Personal information
- Full name: Brian Reginald Jeffries
- Born: 1 October 1946 (age 79) Oxford, Oxfordshire, England
- Batting: Right-handed
- Bowling: Right-arm medium

Domestic team information
- 1970–1980: Oxfordshire
- 1974–1975: Minor Counties South
- 1978: Minor Counties West

Career statistics
| Competition | List A |
| Matches | 11 |
| Runs scored | 107 |
| Batting average | 11.88 |
| 100s/50s | 0/0 |
| Top score | 46 |
| Balls bowled | 524 |
| Wickets | 10 |
| Bowling average | 34.80 |
| 5 wickets in innings | 0 |
| 10 wickets in match | 0 |
| Best bowling | 3/31 |
| Catches/stumpings | 2/– |
- Source: Cricinfo, 27 May 2011

= Brian Jeffries =

English cricketer

Brian Reginald Jeffries (born 1 October 1946) is a former English cricketer. Jeffries was a right-handed batsman who bowled right-arm medium pace. He was born in Oxford, Oxfordshire.

Jeffries made his debut for Oxfordshire in the 1970 Minor Counties Championship against Dorset. Jeffries played Minor counties cricket for Oxfordshire from 1970 to 1980, which included 46 Minor Counties Championship matches. He made his List A debut against Durham in the 1972 Gillette Cup. He played 2 further List A matches for Oxfordshire, against Cornwall and Gloucestershire in the 1975 Gillette Cup.

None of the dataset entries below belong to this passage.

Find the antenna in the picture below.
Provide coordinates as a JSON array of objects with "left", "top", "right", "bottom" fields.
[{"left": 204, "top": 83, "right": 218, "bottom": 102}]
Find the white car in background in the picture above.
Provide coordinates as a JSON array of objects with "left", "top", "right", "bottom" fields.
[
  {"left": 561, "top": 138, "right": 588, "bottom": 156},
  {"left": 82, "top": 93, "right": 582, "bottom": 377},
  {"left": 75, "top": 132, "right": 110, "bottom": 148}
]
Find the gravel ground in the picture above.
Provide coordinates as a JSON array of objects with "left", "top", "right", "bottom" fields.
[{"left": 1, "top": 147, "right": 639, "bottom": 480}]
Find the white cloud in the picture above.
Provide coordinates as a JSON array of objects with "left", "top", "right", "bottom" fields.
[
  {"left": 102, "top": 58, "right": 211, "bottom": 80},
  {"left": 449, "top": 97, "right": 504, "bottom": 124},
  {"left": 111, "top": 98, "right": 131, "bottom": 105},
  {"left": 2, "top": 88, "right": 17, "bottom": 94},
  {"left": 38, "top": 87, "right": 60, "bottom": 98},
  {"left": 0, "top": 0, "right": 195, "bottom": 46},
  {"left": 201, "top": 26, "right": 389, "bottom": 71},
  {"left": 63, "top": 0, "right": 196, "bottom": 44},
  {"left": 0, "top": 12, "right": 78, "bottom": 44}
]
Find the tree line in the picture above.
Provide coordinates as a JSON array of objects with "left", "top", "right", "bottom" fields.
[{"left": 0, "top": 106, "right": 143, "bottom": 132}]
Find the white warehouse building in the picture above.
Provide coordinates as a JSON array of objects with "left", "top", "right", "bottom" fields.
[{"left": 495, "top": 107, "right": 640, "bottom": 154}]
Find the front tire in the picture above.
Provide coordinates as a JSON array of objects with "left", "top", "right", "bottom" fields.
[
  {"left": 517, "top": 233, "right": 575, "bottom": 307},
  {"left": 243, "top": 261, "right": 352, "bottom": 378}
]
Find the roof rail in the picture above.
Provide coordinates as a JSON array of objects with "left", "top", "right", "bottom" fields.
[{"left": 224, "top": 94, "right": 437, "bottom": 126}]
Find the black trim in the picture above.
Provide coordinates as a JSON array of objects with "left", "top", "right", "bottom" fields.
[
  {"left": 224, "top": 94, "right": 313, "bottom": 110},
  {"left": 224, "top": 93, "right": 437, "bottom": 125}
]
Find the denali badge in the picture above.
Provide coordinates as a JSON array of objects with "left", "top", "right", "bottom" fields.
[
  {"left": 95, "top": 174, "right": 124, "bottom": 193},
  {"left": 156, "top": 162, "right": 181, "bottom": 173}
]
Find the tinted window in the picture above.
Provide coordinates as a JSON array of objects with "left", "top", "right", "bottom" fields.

Playing for Oxfordshire allowed him to represent the Minor Counties cricket teams. He first played for Minor Counties South in the 1974 Benson & Hedges Cup against Glamorgan. Jeffries played 5 further List A matches for Minor Counties South, the last coming against Middlesex in the 1975 Benson & Hedges Cup. In addition, he played 2 List A matches for Minor Counties West in the 1978 Benson & Hedges Cup against Derbyshire and Lancashire. In total, Jeffries played 11 List A matches. In these he scored 107 runs at a batting average of 11.88, with a high score of 46. With the ball, he took 10 wickets at a bowling average of 34.80, with best figures of 3/31.